Current government guidance for sport does allow groups of up to six people from different households to exercise together outdoors, providing social distancing is respected but, for some sports, their income will be largely dependent on resuming some indoor activity.

There are five million people, for example, that participate usually in movement and dance classes and around 100,000 self-employed sports coaches or instructors.

Lisa Wainwright, the chief executive of the Sport and Recreation Alliance, said that sports were “all drafting return to play and compete guidance” but that there were even very localised issues to navigate. Whether identical equestrian stables are considered to be indoor or outdoors facilities, for example, can differ depending on the local authority.

Contact sports are far less likely to come back at a recreational level in the next phase of lockdown changes but there is a hope that those activities which could be played indoors in isolation, on opposite sides of a net or by using targets, could come back next month. Swim England is also working on guidance to help the aquatics centre prepare for the potential reopening of pools.

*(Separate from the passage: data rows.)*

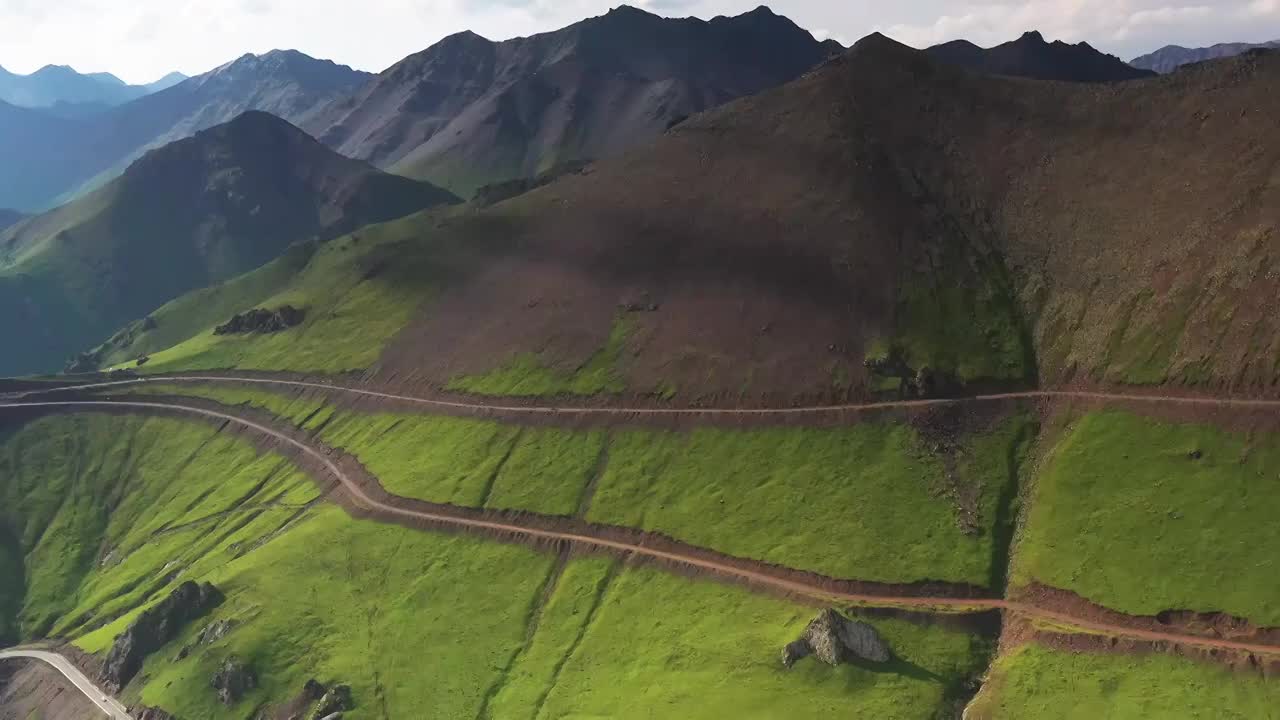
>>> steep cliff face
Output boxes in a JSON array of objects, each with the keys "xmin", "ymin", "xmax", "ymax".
[{"xmin": 0, "ymin": 660, "xmax": 102, "ymax": 720}]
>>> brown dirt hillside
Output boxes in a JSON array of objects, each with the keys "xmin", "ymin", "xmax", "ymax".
[
  {"xmin": 368, "ymin": 36, "xmax": 1280, "ymax": 400},
  {"xmin": 0, "ymin": 660, "xmax": 102, "ymax": 720}
]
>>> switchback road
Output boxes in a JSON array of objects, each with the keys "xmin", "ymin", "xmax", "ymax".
[
  {"xmin": 0, "ymin": 400, "xmax": 1280, "ymax": 656},
  {"xmin": 0, "ymin": 650, "xmax": 132, "ymax": 720}
]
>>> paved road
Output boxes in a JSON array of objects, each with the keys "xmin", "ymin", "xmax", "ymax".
[
  {"xmin": 0, "ymin": 650, "xmax": 133, "ymax": 720},
  {"xmin": 0, "ymin": 400, "xmax": 1280, "ymax": 656},
  {"xmin": 8, "ymin": 373, "xmax": 1280, "ymax": 418}
]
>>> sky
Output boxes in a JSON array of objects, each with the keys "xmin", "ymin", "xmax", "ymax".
[{"xmin": 0, "ymin": 0, "xmax": 1280, "ymax": 83}]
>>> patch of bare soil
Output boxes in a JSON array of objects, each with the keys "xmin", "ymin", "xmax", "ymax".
[
  {"xmin": 350, "ymin": 37, "xmax": 1280, "ymax": 405},
  {"xmin": 1009, "ymin": 584, "xmax": 1280, "ymax": 650},
  {"xmin": 0, "ymin": 660, "xmax": 102, "ymax": 720},
  {"xmin": 1000, "ymin": 616, "xmax": 1280, "ymax": 678}
]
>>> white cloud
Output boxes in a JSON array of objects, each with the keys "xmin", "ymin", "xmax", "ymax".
[{"xmin": 0, "ymin": 0, "xmax": 1280, "ymax": 82}]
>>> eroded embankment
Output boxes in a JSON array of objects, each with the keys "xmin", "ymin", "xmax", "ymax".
[{"xmin": 4, "ymin": 397, "xmax": 1280, "ymax": 656}]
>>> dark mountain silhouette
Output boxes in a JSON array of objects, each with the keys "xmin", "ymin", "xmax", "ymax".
[
  {"xmin": 252, "ymin": 30, "xmax": 1280, "ymax": 402},
  {"xmin": 0, "ymin": 111, "xmax": 456, "ymax": 374},
  {"xmin": 303, "ymin": 6, "xmax": 838, "ymax": 195},
  {"xmin": 0, "ymin": 50, "xmax": 370, "ymax": 210},
  {"xmin": 1129, "ymin": 40, "xmax": 1280, "ymax": 74},
  {"xmin": 925, "ymin": 31, "xmax": 1155, "ymax": 82}
]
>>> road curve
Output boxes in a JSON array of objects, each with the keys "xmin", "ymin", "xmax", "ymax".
[
  {"xmin": 17, "ymin": 374, "xmax": 1280, "ymax": 418},
  {"xmin": 0, "ymin": 400, "xmax": 1280, "ymax": 655},
  {"xmin": 0, "ymin": 650, "xmax": 133, "ymax": 720}
]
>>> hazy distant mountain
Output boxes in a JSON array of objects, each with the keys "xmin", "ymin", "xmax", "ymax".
[
  {"xmin": 0, "ymin": 113, "xmax": 457, "ymax": 375},
  {"xmin": 145, "ymin": 73, "xmax": 188, "ymax": 92},
  {"xmin": 0, "ymin": 208, "xmax": 26, "ymax": 231},
  {"xmin": 0, "ymin": 50, "xmax": 371, "ymax": 210},
  {"xmin": 0, "ymin": 65, "xmax": 183, "ymax": 109},
  {"xmin": 1129, "ymin": 40, "xmax": 1280, "ymax": 73},
  {"xmin": 925, "ymin": 31, "xmax": 1155, "ymax": 82},
  {"xmin": 303, "ymin": 6, "xmax": 840, "ymax": 195}
]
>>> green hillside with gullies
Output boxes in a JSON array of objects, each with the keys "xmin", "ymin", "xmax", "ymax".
[{"xmin": 0, "ymin": 8, "xmax": 1280, "ymax": 720}]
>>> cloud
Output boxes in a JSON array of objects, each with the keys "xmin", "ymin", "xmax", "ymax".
[{"xmin": 0, "ymin": 0, "xmax": 1280, "ymax": 82}]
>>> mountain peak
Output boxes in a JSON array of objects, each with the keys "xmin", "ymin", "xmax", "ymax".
[
  {"xmin": 604, "ymin": 4, "xmax": 658, "ymax": 18},
  {"xmin": 925, "ymin": 29, "xmax": 1153, "ymax": 82}
]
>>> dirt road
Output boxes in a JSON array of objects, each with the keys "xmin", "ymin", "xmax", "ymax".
[
  {"xmin": 0, "ymin": 648, "xmax": 132, "ymax": 720},
  {"xmin": 17, "ymin": 373, "xmax": 1280, "ymax": 418},
  {"xmin": 0, "ymin": 392, "xmax": 1280, "ymax": 655}
]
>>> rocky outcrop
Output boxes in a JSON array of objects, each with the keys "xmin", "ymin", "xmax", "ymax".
[
  {"xmin": 214, "ymin": 305, "xmax": 306, "ymax": 334},
  {"xmin": 211, "ymin": 657, "xmax": 257, "ymax": 706},
  {"xmin": 307, "ymin": 684, "xmax": 356, "ymax": 720},
  {"xmin": 177, "ymin": 618, "xmax": 239, "ymax": 660},
  {"xmin": 782, "ymin": 609, "xmax": 893, "ymax": 667},
  {"xmin": 102, "ymin": 582, "xmax": 223, "ymax": 691}
]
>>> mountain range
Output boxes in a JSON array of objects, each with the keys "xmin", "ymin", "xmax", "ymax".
[
  {"xmin": 0, "ymin": 3, "xmax": 1280, "ymax": 720},
  {"xmin": 927, "ymin": 31, "xmax": 1155, "ymax": 82},
  {"xmin": 0, "ymin": 51, "xmax": 369, "ymax": 211},
  {"xmin": 0, "ymin": 111, "xmax": 457, "ymax": 374},
  {"xmin": 1129, "ymin": 40, "xmax": 1280, "ymax": 73},
  {"xmin": 0, "ymin": 65, "xmax": 187, "ymax": 114},
  {"xmin": 0, "ymin": 6, "xmax": 838, "ymax": 210},
  {"xmin": 303, "ymin": 5, "xmax": 832, "ymax": 195}
]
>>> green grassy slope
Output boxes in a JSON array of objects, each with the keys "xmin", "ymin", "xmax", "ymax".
[
  {"xmin": 0, "ymin": 113, "xmax": 456, "ymax": 374},
  {"xmin": 93, "ymin": 242, "xmax": 317, "ymax": 368},
  {"xmin": 115, "ymin": 211, "xmax": 457, "ymax": 373},
  {"xmin": 588, "ymin": 418, "xmax": 1027, "ymax": 585},
  {"xmin": 1014, "ymin": 411, "xmax": 1280, "ymax": 626},
  {"xmin": 965, "ymin": 644, "xmax": 1280, "ymax": 720},
  {"xmin": 0, "ymin": 415, "xmax": 316, "ymax": 637},
  {"xmin": 112, "ymin": 384, "xmax": 1036, "ymax": 587},
  {"xmin": 0, "ymin": 407, "xmax": 988, "ymax": 720},
  {"xmin": 490, "ymin": 559, "xmax": 989, "ymax": 720}
]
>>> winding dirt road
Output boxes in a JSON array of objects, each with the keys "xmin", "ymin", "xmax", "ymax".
[
  {"xmin": 0, "ymin": 648, "xmax": 132, "ymax": 720},
  {"xmin": 0, "ymin": 392, "xmax": 1280, "ymax": 656},
  {"xmin": 8, "ymin": 373, "xmax": 1280, "ymax": 418}
]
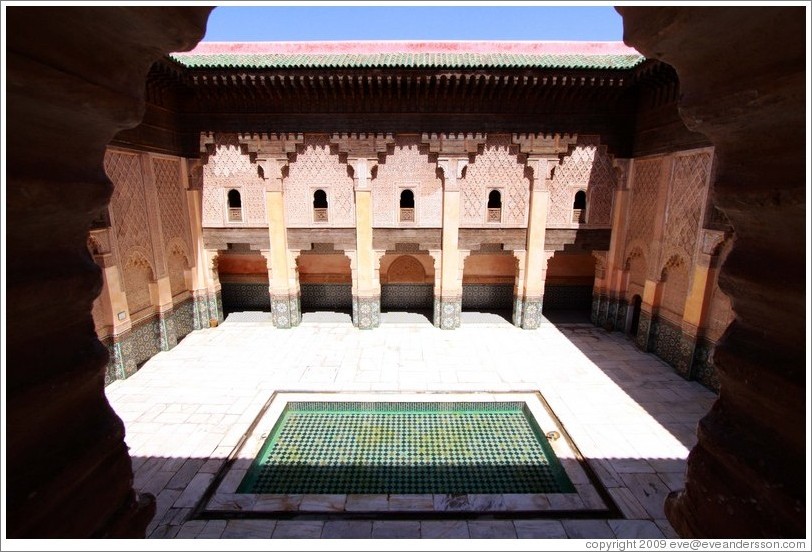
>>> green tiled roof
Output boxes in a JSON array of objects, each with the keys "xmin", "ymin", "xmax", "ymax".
[{"xmin": 169, "ymin": 52, "xmax": 645, "ymax": 69}]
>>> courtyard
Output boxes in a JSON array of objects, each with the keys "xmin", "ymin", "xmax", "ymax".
[{"xmin": 106, "ymin": 312, "xmax": 716, "ymax": 539}]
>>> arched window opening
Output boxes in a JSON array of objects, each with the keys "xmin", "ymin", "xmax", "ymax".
[
  {"xmin": 313, "ymin": 190, "xmax": 328, "ymax": 222},
  {"xmin": 572, "ymin": 190, "xmax": 586, "ymax": 222},
  {"xmin": 228, "ymin": 190, "xmax": 242, "ymax": 222},
  {"xmin": 488, "ymin": 190, "xmax": 502, "ymax": 222},
  {"xmin": 400, "ymin": 190, "xmax": 414, "ymax": 222}
]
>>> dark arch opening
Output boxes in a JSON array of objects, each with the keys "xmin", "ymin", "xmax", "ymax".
[
  {"xmin": 572, "ymin": 190, "xmax": 586, "ymax": 222},
  {"xmin": 400, "ymin": 190, "xmax": 414, "ymax": 209},
  {"xmin": 488, "ymin": 190, "xmax": 502, "ymax": 209},
  {"xmin": 228, "ymin": 190, "xmax": 242, "ymax": 209},
  {"xmin": 572, "ymin": 190, "xmax": 586, "ymax": 209},
  {"xmin": 313, "ymin": 190, "xmax": 327, "ymax": 209},
  {"xmin": 629, "ymin": 295, "xmax": 643, "ymax": 336}
]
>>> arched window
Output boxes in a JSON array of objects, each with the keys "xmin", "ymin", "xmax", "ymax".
[
  {"xmin": 313, "ymin": 190, "xmax": 328, "ymax": 222},
  {"xmin": 626, "ymin": 295, "xmax": 643, "ymax": 336},
  {"xmin": 400, "ymin": 190, "xmax": 414, "ymax": 222},
  {"xmin": 228, "ymin": 190, "xmax": 242, "ymax": 222},
  {"xmin": 488, "ymin": 190, "xmax": 502, "ymax": 222},
  {"xmin": 572, "ymin": 190, "xmax": 586, "ymax": 222}
]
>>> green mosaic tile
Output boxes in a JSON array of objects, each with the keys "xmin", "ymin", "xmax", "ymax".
[{"xmin": 237, "ymin": 402, "xmax": 575, "ymax": 494}]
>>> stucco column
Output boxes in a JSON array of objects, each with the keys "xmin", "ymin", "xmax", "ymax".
[
  {"xmin": 186, "ymin": 175, "xmax": 217, "ymax": 330},
  {"xmin": 434, "ymin": 157, "xmax": 468, "ymax": 330},
  {"xmin": 348, "ymin": 157, "xmax": 381, "ymax": 330},
  {"xmin": 265, "ymin": 163, "xmax": 301, "ymax": 328},
  {"xmin": 593, "ymin": 159, "xmax": 632, "ymax": 329},
  {"xmin": 635, "ymin": 278, "xmax": 663, "ymax": 351},
  {"xmin": 517, "ymin": 155, "xmax": 558, "ymax": 330}
]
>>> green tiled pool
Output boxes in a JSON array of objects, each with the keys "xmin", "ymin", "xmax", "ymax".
[{"xmin": 237, "ymin": 401, "xmax": 575, "ymax": 494}]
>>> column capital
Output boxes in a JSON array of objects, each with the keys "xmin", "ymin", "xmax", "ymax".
[
  {"xmin": 527, "ymin": 154, "xmax": 561, "ymax": 191},
  {"xmin": 256, "ymin": 154, "xmax": 289, "ymax": 192},
  {"xmin": 330, "ymin": 132, "xmax": 395, "ymax": 158},
  {"xmin": 511, "ymin": 133, "xmax": 578, "ymax": 157},
  {"xmin": 437, "ymin": 157, "xmax": 468, "ymax": 192},
  {"xmin": 612, "ymin": 158, "xmax": 632, "ymax": 190},
  {"xmin": 347, "ymin": 157, "xmax": 378, "ymax": 191},
  {"xmin": 237, "ymin": 132, "xmax": 304, "ymax": 159},
  {"xmin": 699, "ymin": 228, "xmax": 725, "ymax": 255}
]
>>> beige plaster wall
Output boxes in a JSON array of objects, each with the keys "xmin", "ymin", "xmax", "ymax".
[
  {"xmin": 462, "ymin": 254, "xmax": 518, "ymax": 284},
  {"xmin": 296, "ymin": 253, "xmax": 352, "ymax": 284}
]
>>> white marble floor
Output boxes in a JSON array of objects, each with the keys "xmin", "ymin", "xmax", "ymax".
[{"xmin": 106, "ymin": 314, "xmax": 715, "ymax": 539}]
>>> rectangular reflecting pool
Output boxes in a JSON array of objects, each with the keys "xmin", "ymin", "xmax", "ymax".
[
  {"xmin": 201, "ymin": 392, "xmax": 618, "ymax": 519},
  {"xmin": 237, "ymin": 401, "xmax": 575, "ymax": 494}
]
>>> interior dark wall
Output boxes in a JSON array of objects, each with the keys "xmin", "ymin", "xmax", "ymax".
[
  {"xmin": 4, "ymin": 7, "xmax": 808, "ymax": 538},
  {"xmin": 617, "ymin": 7, "xmax": 809, "ymax": 538},
  {"xmin": 3, "ymin": 6, "xmax": 212, "ymax": 538}
]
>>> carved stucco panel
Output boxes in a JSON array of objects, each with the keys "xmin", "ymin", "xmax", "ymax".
[
  {"xmin": 664, "ymin": 152, "xmax": 711, "ymax": 264},
  {"xmin": 166, "ymin": 240, "xmax": 189, "ymax": 297},
  {"xmin": 662, "ymin": 255, "xmax": 690, "ymax": 320},
  {"xmin": 372, "ymin": 136, "xmax": 443, "ymax": 228},
  {"xmin": 124, "ymin": 247, "xmax": 155, "ymax": 314},
  {"xmin": 460, "ymin": 135, "xmax": 530, "ymax": 228},
  {"xmin": 152, "ymin": 157, "xmax": 191, "ymax": 252},
  {"xmin": 283, "ymin": 135, "xmax": 355, "ymax": 228}
]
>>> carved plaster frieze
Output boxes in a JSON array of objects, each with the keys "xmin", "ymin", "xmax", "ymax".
[
  {"xmin": 512, "ymin": 133, "xmax": 578, "ymax": 157},
  {"xmin": 699, "ymin": 228, "xmax": 725, "ymax": 255}
]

A survey by the Sport and Recreation Alliance found that members were reporting, on average, that 40 per cent of their income was at risk. This included one sport that said it was running on reserves which would be used up this month. Sports which have become increasingly self-sufficient, and are therefore more reliant on events and membership income instead of public funding, have generally been hardest hit. Sport England had more than 8,000 submissions to its £35 million Community Emergency Fund, but that has now closed. Individual governing bodies have also created various emergency funds for grassroots clubs.

The key for many indoor sports will be when gyms and leisure centres can reopen. The sector is collectively planning to open “showroom sites” this month in an attempt to reassure government, health agencies and their users that they are safe to formally reopen this summer. The proposals, which have been formulated by UKactive in consultation with gyms and leisure centre from both the public and private sector, would mean no towels to be brought onto the gym floor, two metre distancing of equipment and reductions in numbers so that there was only one gym or pool user for every three square metres.